I think some high level disagreement I've had with Simulacra-as-a-concept is the way "Simulacra" and "How People Treat Object vs Social Reality" have gotten conflated. 

In particular, I think we are long past the point where the original "object level reality" got simulacra'd away for much of society, and it's not very useful to track overall. But it does make sense to track ascending simulacra levels of specific object level maps (such as job titles), which do get corrupted over time. 

"The evolution of Moral Mazes" is an interesting case where it's a domain more specific than "all of society" and less specific than "Bullshit Jobs". It does map fairly well onto both the "simulacra as general corruption of original map" and "simulacra as 'physical vs social reality' distinctions". But, I think it makes most sense to have a map of Moral Mazes that is just optimized for being a Map of Moral Mazes. 

I think there are also useful maps to build of how society overall has ebbed and flowed in how "simulacra-y it is", but the Simulacra model feels more murky than helpful to me.

My answer:

Consider a 2x2 grid. On the top row we have "naive deontological strategies." On the bottom row we have "consequentialist strategies." On the left we have "Truth." On the right we have "Teams."

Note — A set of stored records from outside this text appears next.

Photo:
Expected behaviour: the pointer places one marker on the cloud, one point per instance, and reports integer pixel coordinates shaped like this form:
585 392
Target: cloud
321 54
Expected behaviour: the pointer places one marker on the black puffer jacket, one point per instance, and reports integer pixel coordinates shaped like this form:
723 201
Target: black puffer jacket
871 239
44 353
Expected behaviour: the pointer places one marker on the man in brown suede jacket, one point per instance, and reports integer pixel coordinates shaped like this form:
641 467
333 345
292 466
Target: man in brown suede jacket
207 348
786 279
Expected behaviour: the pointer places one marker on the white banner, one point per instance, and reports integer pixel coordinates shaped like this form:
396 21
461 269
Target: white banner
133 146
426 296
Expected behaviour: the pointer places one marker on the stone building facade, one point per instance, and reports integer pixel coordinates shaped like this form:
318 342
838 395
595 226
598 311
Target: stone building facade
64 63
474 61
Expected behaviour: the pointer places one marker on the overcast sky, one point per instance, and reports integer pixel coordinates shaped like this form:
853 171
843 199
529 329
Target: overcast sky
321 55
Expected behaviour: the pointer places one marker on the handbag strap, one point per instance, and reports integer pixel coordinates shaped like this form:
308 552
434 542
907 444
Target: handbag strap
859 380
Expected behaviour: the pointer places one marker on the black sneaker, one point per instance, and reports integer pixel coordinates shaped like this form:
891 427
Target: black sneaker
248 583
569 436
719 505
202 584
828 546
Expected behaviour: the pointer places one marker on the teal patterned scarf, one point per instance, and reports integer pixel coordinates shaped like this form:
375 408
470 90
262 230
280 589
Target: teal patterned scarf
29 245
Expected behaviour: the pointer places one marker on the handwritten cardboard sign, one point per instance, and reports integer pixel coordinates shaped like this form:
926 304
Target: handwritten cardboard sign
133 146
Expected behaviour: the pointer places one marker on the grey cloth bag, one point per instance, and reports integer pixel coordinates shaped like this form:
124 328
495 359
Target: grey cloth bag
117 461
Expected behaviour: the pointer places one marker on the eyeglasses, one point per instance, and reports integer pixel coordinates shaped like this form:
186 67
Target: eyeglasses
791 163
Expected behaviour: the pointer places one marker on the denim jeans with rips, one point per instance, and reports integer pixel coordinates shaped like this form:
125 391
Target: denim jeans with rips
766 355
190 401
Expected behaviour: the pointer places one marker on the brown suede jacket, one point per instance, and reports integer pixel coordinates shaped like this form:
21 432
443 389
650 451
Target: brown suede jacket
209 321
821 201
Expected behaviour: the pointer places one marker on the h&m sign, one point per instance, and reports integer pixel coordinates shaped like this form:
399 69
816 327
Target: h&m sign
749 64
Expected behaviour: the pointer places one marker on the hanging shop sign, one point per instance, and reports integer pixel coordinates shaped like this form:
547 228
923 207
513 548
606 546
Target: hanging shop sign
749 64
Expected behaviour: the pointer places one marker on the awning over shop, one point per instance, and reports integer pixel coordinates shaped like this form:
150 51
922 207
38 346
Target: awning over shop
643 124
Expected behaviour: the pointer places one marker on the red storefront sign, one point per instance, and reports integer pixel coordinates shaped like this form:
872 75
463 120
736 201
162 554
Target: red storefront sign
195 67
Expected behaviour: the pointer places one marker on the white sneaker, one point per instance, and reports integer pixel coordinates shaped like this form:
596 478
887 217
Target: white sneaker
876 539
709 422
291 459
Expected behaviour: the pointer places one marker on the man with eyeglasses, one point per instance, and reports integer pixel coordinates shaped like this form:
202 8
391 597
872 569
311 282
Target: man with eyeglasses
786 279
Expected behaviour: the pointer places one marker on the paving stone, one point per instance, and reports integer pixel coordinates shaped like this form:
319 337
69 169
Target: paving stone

Level 1: Top left: Naive deontological + Truth = You assert the statement if you think it is true, and not otherwise.

Level 3: Top right: Naive deontological + Teams = You assert the statement if you identify as part of the team associated with the statement, and not otherwise. (In some cases the statement is associated with being part of any team other that a certain team, i.e. the statement roughly means "I'm not part of team X." In this case you assert the statement if you identify with some opposing team, and not otherwise.)

Level 2: Bottom left: Consequentialist + Truth = You assert the statement if you desire your listener to think you think it is true, and not otherwise. Lying is a special case of this, but you need not be lying to be doing this.

Level 4: Bottom right: Consequentialist + Teams = You assert the statement if you desire your listener to think you identify as part of the team associated with the statement, and not otherwise. (Or, the corresponding thing in case the statement is anti-team-X.)

I haven't thought this through that much or compared it to the "primary texts" so I would bet that my interpretation is at least somewhat different from that of others.

There's an obvious tendency for communities operating at level 1 to devolve into level 2, and from 3 to 4.

There's a less obvious tendency for communities operating at level 2 to devolve into level 3, or so people claim, and I find this somewhat plausible.